If a program or app doesn't let me not use AI (as opposed to having it there but being able to never use it), then I'll find a different program or app. But I have a hard time imagining a program of the type I use forcing me to use AI with absolutely no option to do what you want manually.
 


Mate. The bots are literally trained on porn and anything remotely female they make will become sexualised and scantily clad. (Granted, the same is true for many human artists.) Then they censor their own creations as they accidentally created risque content even though no one asked for it. You can try to fight it with keywords, but the default is highly sexist. The biases in the training material go directly into the AI model, this is a big problem with a lot of AI stuff, and it is way bigger issue when AI is used to choose best job applications etc.
The body proportions on AI art of females in general is better that that of human artists in the fantasy RPG genre. Maybe they do a better job censoring it, maybe it is because their training data is more diverse and doesn't pull from the Barbie-in-chainmail-bikini trope that humans tend to favor.

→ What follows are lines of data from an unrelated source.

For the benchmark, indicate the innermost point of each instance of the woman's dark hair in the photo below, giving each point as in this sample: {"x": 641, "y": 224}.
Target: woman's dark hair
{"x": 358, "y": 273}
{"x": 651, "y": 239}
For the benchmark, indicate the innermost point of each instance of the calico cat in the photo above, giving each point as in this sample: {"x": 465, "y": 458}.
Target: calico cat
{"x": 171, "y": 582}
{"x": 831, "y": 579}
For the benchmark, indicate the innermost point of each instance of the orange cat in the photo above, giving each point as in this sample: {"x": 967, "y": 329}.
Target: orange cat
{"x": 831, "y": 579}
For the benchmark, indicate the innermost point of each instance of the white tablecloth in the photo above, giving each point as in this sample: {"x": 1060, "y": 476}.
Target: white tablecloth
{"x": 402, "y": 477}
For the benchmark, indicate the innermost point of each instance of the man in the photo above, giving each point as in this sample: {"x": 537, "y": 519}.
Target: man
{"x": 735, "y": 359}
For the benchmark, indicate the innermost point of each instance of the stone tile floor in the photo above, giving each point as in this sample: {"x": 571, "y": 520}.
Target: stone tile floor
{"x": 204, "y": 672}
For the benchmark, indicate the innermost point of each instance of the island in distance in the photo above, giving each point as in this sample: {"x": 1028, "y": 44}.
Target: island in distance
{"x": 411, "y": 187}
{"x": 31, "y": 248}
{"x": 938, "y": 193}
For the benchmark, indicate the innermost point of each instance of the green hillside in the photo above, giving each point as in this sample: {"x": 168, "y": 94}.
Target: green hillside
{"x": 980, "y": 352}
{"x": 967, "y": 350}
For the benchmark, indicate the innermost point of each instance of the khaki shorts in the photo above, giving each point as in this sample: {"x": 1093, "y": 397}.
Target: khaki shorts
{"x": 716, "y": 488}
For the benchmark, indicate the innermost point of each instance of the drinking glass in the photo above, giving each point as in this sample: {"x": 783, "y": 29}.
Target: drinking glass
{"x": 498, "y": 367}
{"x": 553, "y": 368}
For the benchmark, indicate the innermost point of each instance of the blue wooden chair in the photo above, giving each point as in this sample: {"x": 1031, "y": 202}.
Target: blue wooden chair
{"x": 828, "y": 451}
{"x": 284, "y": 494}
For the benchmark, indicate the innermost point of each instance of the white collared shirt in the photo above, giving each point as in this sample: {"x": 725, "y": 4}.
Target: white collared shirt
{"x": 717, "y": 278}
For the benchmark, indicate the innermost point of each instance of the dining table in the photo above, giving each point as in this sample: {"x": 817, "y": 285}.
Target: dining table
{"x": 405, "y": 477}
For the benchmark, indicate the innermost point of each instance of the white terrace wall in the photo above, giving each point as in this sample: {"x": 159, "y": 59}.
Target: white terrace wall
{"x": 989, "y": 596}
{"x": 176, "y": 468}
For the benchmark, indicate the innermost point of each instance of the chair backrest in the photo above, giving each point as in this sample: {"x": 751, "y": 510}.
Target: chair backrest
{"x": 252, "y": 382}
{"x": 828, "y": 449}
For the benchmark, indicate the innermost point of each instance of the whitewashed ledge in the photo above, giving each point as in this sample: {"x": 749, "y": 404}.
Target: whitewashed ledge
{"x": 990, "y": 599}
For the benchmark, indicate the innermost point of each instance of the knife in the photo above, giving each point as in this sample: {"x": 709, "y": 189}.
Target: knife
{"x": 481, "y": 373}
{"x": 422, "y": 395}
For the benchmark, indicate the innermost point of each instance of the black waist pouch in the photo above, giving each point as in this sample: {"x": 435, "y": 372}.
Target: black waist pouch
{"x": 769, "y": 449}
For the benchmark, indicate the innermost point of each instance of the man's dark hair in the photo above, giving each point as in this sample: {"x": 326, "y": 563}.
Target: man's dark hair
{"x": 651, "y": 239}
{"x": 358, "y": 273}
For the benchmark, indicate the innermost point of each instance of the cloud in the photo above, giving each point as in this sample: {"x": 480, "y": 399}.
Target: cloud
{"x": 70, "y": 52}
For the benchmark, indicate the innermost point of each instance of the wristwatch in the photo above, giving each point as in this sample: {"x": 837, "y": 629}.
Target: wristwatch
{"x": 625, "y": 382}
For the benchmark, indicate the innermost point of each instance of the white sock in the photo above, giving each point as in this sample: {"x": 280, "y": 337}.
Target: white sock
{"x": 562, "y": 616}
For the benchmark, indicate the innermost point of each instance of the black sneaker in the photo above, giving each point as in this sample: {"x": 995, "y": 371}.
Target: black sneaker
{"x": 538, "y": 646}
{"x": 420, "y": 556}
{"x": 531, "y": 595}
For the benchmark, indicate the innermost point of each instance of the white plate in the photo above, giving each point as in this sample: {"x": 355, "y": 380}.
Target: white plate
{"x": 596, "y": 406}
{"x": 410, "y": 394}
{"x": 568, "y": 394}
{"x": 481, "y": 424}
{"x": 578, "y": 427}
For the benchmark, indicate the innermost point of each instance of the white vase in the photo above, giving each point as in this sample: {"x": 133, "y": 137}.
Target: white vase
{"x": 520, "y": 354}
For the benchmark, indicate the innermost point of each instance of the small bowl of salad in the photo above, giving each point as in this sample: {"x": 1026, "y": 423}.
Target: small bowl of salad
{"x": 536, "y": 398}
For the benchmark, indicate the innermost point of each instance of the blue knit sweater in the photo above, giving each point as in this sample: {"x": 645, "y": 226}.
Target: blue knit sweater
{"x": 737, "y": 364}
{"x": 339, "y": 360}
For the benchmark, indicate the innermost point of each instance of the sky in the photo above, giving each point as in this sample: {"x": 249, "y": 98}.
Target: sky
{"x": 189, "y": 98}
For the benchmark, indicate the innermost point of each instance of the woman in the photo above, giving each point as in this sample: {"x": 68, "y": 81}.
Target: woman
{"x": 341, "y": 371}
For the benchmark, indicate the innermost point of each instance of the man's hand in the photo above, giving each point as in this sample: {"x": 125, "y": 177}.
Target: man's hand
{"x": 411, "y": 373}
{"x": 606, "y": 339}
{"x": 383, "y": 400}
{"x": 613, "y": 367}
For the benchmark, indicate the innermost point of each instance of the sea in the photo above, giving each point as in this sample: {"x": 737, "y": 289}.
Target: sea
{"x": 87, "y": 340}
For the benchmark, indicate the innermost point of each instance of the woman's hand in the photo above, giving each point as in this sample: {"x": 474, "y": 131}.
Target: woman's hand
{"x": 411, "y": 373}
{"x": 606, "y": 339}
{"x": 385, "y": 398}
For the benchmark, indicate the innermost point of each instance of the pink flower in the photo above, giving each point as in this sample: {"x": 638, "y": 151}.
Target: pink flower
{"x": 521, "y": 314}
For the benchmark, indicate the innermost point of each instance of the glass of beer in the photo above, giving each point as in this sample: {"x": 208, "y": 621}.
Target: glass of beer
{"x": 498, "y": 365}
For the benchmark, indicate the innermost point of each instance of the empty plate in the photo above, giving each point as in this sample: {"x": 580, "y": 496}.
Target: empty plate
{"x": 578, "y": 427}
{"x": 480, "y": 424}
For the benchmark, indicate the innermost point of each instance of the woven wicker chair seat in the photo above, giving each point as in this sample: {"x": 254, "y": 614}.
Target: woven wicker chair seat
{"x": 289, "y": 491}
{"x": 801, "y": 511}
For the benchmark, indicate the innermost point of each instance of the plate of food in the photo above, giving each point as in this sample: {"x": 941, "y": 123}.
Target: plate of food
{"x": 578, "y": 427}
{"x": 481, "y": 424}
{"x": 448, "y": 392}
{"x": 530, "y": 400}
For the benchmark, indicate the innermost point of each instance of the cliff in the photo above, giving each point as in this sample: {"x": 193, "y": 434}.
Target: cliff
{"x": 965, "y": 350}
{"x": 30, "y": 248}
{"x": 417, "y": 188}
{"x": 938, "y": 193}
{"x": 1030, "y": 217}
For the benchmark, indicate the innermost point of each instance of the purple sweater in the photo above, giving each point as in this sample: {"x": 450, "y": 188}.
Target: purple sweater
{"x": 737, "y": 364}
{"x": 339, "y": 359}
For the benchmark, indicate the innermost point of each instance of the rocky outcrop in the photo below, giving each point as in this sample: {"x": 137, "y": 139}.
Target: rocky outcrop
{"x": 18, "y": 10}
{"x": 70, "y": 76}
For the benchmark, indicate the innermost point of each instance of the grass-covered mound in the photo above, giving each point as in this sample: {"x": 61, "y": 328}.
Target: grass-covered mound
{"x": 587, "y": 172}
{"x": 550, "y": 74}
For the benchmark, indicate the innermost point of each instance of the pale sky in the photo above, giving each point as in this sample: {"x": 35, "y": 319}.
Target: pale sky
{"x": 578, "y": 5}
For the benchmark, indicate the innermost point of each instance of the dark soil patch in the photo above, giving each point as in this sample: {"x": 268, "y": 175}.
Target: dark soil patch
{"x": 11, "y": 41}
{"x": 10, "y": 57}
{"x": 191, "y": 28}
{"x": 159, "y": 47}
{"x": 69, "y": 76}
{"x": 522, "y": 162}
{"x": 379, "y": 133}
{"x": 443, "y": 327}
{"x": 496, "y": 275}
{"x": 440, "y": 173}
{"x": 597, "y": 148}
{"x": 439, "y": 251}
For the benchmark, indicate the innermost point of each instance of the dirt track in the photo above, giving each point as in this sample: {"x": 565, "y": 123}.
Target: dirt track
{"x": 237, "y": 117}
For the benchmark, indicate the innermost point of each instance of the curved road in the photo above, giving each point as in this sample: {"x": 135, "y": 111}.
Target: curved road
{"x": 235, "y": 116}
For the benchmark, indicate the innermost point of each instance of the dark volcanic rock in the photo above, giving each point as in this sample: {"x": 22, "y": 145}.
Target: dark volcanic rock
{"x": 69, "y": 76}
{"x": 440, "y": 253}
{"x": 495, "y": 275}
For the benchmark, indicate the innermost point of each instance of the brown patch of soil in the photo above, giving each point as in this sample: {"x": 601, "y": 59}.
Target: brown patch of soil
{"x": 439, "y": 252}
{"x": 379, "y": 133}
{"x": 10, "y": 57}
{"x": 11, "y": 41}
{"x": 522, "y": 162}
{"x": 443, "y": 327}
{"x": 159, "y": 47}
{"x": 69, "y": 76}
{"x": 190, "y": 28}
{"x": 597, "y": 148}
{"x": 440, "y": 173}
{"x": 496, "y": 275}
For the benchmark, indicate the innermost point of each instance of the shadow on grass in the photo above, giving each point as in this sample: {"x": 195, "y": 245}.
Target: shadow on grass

I can't say specifically why it is better and less sexist, but it is certainly better and less sexist.

Now if you are looking at AI porn or AI movie star deep fakes or something like that maybe it isn't, but I don't look at that stuff much, I am talking about fantasy RPG art.
 

I wonder where some folks draw the line. Sure, AI generated imagery and text is a hard pass for lots of folks (me included -- mostly because if that is what WotC were selling, i could do the same myself cheaper). But at what point does "AI help" become too much AI invovlement?

For example, let's say that the editor/developer in charge of the the next Forgotten Realm setting book used AI to read, collate and answer questions about every previous FR supplement put out by TSR or WotC. Is that too far?
I am very much anti generative AI, but I would consider that to be an acceptable use, assuming that the editor/dev/writer/whatever then takes that collated information and has actual humans write the book. Likewise, I would consider it OK for an artist to have AI to make a model and then use that as reference, because in this case the actual art is being created by actual humans.
 



I have had huge trouble using MidJourney to make women who didn’t look like models or who don’t show cleavage.

I don't know how that is relevant. I am comparing AI art to human artists. What did the human Artists do with their similar images?

I am not saying AI art is perfect, all I am saying is that it is generally better than human artists when it comes to female body proportions for fantasy RPG art.